Pimco will not be buying new Greek debt as it believes a euro zone rescue package fails to tackle the country's longer-term solvency challenges, the chief executive of the bond fund told Reuters.
Sunday's euro zone agreement for a 30 billion euro ($40 billion) loan plan addresses short-term liquidity issues but does not take on Greece's fundamental crisis, Pacific Investment Management Co. (Pimco) Chief Executive and Co-chief Investment Officer Mohamed El-Erian said on Monday.
Markets have signaled that Greece faces both refinancing, or liquidity challenges, as well as stock of debt, or solvency challenges, El-Erian said in an interview.
Based on what we know right now, we would not be a buyer, El-Erian later told Reuters Insider television when asked about upcoming Greek debt offerings.
Greece needs to borrow about 11 billion euros by the end of May to refinance maturing debt and interest charges. Its overall 2010 borrowing requirement is 53 billion euros.
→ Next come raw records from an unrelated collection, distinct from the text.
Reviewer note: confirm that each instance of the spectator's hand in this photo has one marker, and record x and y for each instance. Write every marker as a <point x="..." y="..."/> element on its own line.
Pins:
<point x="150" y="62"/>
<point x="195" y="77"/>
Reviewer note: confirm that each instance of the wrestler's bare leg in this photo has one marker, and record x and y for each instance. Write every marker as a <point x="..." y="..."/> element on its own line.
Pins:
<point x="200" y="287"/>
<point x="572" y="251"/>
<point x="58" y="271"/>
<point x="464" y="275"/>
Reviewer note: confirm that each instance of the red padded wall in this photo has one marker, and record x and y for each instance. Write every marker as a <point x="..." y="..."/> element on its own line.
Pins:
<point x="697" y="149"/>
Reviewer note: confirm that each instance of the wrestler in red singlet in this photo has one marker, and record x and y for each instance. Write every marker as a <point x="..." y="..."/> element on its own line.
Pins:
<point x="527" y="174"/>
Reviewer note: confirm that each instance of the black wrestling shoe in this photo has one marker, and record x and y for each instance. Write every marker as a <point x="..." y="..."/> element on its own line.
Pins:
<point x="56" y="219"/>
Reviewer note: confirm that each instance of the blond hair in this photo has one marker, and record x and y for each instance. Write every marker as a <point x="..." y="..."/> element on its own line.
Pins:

On Tuesday, the government will seek 1.2 billion euros from the sale of six-month and 12-month Treasury bills, which are expected to do well because of their short maturities. A more significant hurdle could come when government officials go on the road in April to test U.S. investor interest in a planned dollar-denominated bond valued at up to $10 billion.
The rescue package agreed among euro zone finance ministers and supplemented by the International Monetary Fund will offer loans at about 5 percent interest. That's much lower than the 7.5 percent rate world markets were demanding last week, though not as low as Greece had wanted.
When combined with subordination and debt seniority issues, the terms of this weekend's announcement set a still too high floor for Greek interest rates given debt sustainability worries, El-Erian said.
Market enthusiasm for the rescue package faded on Monday because of these factors, he said .
Intra-European operational and coordination challenges remain too, he said. As an example, the disbursement of the EU aid requires individual decisions by EU member states, which will face both popularity and legal questioning.
The enthusiasm of European countries to provide overall support is muted by Greece's history of overconsumption, moral hazard concerns, and the lack of popular EU-wide support for bailouts, El-Erian added.
We are very cautious toward Greece and we are in a 'wait and see' attitude and we would like to see greater evidence of adjustment on Greece, El-Erian said.